AMES, Iowa -- The Iowa Small Business Development Centers (SBDC) have a significant economic impact on Iowa's tax revenues, job creation and retention, capital acquisition and sales growth, according to two recent independent studies.
The Iowa SBDC network is based in Iowa State University's College of Business and has 13 centers covering all 99 Iowa counties.
James Chrisman, professor of management and information systems at Mississippi State University, has studied Iowa's SBDC program for several years and prepared the two studies.

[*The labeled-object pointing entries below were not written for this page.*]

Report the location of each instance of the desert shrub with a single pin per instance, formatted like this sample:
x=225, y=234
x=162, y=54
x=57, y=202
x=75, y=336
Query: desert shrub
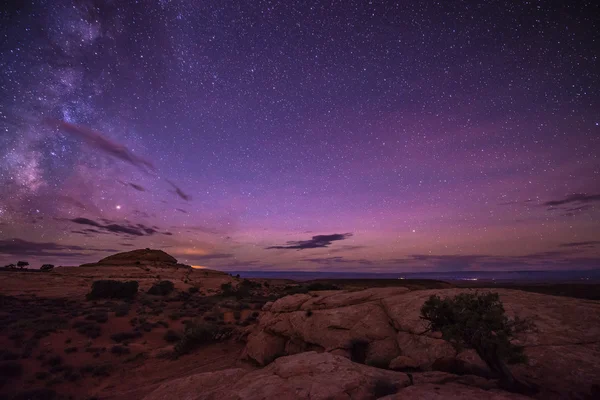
x=198, y=333
x=110, y=289
x=122, y=310
x=162, y=288
x=54, y=361
x=478, y=321
x=321, y=286
x=96, y=370
x=171, y=336
x=11, y=369
x=123, y=336
x=99, y=316
x=7, y=355
x=383, y=387
x=358, y=350
x=36, y=394
x=41, y=375
x=119, y=350
x=87, y=328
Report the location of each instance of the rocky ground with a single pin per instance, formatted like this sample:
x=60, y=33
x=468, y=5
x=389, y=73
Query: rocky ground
x=276, y=339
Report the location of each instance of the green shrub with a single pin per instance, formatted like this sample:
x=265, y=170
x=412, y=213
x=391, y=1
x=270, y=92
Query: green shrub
x=110, y=289
x=123, y=336
x=162, y=288
x=478, y=321
x=171, y=336
x=119, y=350
x=11, y=369
x=199, y=333
x=382, y=388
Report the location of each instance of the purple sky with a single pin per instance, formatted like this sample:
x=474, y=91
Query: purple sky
x=339, y=136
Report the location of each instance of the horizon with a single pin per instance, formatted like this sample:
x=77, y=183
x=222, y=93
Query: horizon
x=361, y=138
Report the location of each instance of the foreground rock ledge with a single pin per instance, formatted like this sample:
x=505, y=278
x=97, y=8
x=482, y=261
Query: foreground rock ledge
x=319, y=376
x=563, y=353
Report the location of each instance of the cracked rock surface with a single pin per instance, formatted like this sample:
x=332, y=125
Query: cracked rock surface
x=322, y=376
x=564, y=351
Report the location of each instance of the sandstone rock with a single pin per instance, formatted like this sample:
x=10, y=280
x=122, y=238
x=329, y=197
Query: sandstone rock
x=310, y=375
x=563, y=351
x=450, y=391
x=403, y=362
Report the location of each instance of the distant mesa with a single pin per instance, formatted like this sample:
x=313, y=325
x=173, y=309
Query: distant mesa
x=137, y=257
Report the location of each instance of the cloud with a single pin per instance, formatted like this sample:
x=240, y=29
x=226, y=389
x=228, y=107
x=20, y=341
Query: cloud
x=110, y=226
x=101, y=143
x=42, y=249
x=315, y=242
x=179, y=192
x=591, y=243
x=574, y=198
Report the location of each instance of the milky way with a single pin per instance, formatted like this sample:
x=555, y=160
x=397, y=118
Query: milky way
x=338, y=135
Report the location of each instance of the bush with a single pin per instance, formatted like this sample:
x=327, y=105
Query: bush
x=162, y=288
x=89, y=329
x=478, y=321
x=358, y=350
x=197, y=334
x=110, y=289
x=123, y=336
x=119, y=350
x=171, y=336
x=46, y=267
x=383, y=388
x=11, y=369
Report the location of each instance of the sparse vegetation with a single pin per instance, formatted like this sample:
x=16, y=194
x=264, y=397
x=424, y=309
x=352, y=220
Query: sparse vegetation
x=478, y=321
x=383, y=388
x=162, y=288
x=198, y=333
x=110, y=289
x=119, y=350
x=125, y=336
x=171, y=336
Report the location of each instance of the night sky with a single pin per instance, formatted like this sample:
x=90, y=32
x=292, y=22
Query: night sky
x=302, y=135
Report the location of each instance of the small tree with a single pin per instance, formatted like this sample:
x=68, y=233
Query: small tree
x=478, y=321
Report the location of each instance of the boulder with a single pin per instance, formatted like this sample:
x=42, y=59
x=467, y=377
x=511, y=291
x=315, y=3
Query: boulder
x=563, y=350
x=309, y=375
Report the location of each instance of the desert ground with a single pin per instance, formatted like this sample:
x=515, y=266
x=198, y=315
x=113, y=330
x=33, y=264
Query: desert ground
x=271, y=338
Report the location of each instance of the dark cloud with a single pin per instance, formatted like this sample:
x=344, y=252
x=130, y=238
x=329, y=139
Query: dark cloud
x=574, y=198
x=179, y=192
x=591, y=243
x=110, y=226
x=43, y=249
x=137, y=187
x=101, y=143
x=315, y=242
x=337, y=260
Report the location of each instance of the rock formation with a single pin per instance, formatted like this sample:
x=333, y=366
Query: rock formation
x=136, y=257
x=381, y=327
x=321, y=376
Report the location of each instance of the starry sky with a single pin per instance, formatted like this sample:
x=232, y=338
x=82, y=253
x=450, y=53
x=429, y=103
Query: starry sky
x=373, y=136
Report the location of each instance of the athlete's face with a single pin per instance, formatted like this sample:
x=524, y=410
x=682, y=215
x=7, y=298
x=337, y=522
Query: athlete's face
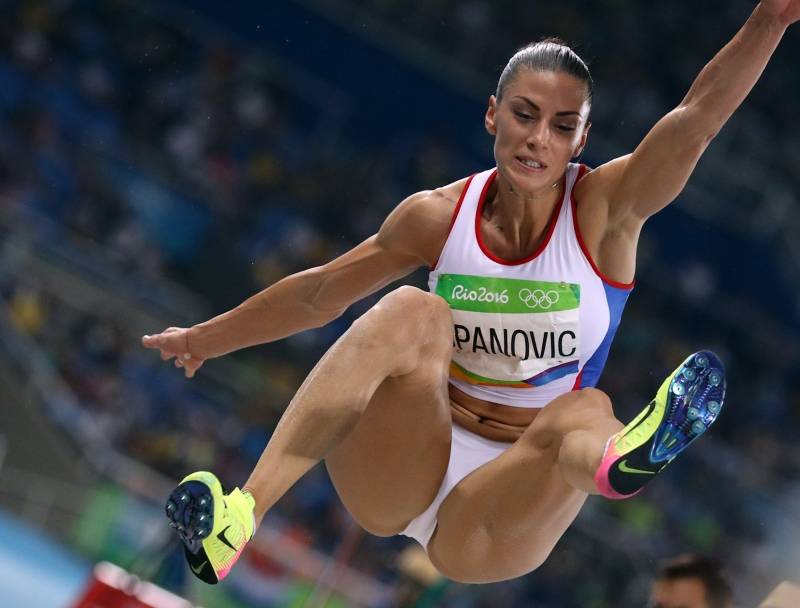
x=687, y=592
x=540, y=123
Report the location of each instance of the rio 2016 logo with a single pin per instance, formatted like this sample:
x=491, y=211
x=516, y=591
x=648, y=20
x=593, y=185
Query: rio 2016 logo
x=538, y=298
x=481, y=294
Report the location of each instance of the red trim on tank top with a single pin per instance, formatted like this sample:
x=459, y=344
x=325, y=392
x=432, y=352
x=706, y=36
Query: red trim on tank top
x=581, y=172
x=453, y=219
x=550, y=229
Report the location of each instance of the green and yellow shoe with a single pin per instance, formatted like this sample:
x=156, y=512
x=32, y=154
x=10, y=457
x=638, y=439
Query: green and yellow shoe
x=685, y=406
x=214, y=527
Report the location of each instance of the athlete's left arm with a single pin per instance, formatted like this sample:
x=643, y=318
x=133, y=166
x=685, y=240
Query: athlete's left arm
x=640, y=184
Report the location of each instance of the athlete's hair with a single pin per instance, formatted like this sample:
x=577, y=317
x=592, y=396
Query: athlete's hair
x=547, y=55
x=709, y=571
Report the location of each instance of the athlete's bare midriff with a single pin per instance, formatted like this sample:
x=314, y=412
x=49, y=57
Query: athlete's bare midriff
x=490, y=420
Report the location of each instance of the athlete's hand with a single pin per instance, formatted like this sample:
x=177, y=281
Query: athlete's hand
x=787, y=11
x=174, y=342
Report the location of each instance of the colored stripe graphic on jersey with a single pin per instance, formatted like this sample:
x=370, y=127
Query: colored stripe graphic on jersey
x=533, y=325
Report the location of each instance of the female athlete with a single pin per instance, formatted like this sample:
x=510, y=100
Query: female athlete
x=465, y=417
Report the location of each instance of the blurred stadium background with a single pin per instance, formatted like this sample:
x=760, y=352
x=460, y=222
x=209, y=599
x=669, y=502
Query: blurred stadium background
x=162, y=160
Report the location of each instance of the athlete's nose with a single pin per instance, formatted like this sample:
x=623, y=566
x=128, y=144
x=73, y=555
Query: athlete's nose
x=539, y=135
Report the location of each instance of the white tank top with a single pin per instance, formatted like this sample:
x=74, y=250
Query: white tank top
x=525, y=331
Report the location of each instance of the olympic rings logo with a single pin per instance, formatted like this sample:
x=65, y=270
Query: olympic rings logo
x=538, y=298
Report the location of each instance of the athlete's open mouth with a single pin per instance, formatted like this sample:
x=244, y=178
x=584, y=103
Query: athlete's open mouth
x=531, y=164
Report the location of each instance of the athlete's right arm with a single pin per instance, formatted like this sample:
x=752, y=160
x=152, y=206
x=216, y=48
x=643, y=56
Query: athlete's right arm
x=411, y=236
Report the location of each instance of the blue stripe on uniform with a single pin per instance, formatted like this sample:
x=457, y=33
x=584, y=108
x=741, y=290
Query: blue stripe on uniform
x=616, y=298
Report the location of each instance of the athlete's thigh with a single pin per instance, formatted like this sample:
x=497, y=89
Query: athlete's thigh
x=503, y=519
x=389, y=468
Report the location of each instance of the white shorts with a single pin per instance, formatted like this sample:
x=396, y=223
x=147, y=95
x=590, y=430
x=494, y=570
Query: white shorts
x=468, y=451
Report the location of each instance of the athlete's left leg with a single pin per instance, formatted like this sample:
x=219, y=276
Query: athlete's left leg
x=504, y=519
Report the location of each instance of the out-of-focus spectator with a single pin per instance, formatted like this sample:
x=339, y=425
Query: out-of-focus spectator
x=691, y=581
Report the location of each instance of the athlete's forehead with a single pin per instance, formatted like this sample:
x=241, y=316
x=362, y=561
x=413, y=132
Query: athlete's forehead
x=553, y=92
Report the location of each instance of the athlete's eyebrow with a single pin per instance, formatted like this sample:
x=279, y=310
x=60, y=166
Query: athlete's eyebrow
x=538, y=109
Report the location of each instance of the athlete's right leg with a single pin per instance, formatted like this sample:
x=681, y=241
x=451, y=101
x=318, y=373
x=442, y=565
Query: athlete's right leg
x=376, y=405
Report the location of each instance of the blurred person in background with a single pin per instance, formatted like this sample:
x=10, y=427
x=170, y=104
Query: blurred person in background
x=691, y=581
x=456, y=420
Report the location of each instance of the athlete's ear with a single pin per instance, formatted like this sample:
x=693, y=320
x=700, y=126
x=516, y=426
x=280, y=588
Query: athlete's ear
x=490, y=116
x=582, y=143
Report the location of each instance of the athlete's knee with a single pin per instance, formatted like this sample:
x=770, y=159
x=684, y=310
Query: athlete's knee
x=415, y=316
x=572, y=411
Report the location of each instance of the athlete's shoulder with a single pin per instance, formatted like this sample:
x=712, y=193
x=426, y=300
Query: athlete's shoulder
x=421, y=223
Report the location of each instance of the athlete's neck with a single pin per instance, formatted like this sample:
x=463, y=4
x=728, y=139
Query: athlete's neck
x=521, y=218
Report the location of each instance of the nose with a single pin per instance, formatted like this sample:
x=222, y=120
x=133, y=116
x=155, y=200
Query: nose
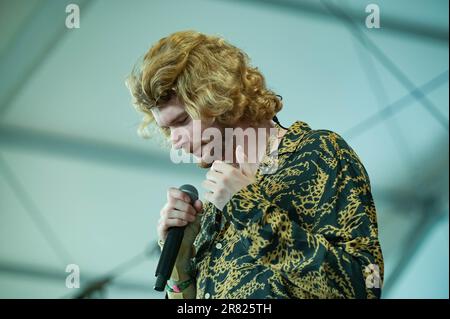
x=177, y=139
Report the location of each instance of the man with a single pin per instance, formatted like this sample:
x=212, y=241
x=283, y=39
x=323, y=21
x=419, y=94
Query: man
x=304, y=228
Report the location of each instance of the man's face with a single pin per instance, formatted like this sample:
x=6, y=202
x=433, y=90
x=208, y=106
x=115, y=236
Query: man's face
x=184, y=134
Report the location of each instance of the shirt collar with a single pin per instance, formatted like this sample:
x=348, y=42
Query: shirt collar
x=291, y=140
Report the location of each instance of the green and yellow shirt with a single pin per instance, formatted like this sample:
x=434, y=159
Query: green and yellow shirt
x=309, y=230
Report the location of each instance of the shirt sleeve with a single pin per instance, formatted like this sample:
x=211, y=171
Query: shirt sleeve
x=314, y=221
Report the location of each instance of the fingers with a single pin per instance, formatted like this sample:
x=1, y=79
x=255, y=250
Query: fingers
x=221, y=167
x=198, y=205
x=175, y=193
x=210, y=186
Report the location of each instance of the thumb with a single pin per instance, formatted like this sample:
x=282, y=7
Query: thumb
x=243, y=161
x=198, y=206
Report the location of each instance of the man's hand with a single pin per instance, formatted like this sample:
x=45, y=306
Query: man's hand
x=224, y=180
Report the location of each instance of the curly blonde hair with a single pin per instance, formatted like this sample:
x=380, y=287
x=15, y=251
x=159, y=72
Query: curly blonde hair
x=211, y=77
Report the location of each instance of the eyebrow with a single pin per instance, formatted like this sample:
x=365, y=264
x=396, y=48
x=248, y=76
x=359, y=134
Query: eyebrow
x=175, y=120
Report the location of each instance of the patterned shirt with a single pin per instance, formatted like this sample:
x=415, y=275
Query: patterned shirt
x=309, y=230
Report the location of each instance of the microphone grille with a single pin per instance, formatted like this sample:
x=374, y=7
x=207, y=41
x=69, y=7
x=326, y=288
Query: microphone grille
x=190, y=190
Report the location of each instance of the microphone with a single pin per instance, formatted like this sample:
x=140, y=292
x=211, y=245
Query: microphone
x=172, y=245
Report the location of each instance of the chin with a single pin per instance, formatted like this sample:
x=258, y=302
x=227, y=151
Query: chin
x=202, y=164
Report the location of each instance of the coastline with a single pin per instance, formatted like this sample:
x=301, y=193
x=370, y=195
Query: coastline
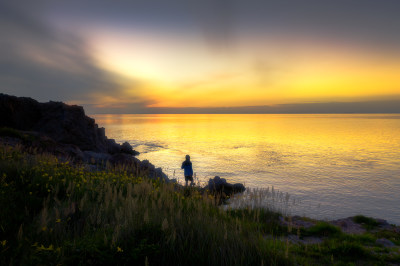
x=95, y=206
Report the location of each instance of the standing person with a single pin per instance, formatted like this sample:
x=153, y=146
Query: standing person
x=188, y=170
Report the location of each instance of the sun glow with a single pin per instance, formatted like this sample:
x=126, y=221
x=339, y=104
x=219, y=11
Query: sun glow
x=176, y=73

Chrisman looked at Iowa entrepreneurs who received between three and five hours of counseling (medium-term clients), or five or more hours of counseling (long-term clients), by the SBDC.
Both studies showed the Iowa SBDC returned, in one year, additional taxes at the state and federal levels greater than the total annual cost of Iowa's SBDC program.
A total of 2,044 jobs were created or retained in the year studied, according to Chrisman, who regularly reviews about one-third of SBDC programs nationally to determine results of counseling.
The studies also showed an increase in sales of $39.4 million for medium-term clients and an increase of $17 million for long-term clients. Long-term clients are typically older, more established businesses. Sales retained (sales that a business kept but might have lost without SBDC counseling) for medium-term and long-term clients totaled $9.7 million and $25.7 million, respectively, for the first full year after counseling, for a total of $35.4 million.
SBDC medium-term clients grew 33 percent faster and long-term clients 25 percent faster than those businesses that had no contact with the SBDC.
In the first full year after counseling, SBDC medium-term clients generated $3.89 in taxes for every programming dollar spent, a return on investment of nearly four to one. Long-term SBDC clients generated $2.06 in taxes per dollar of SBDC programming, a return of more than two to one.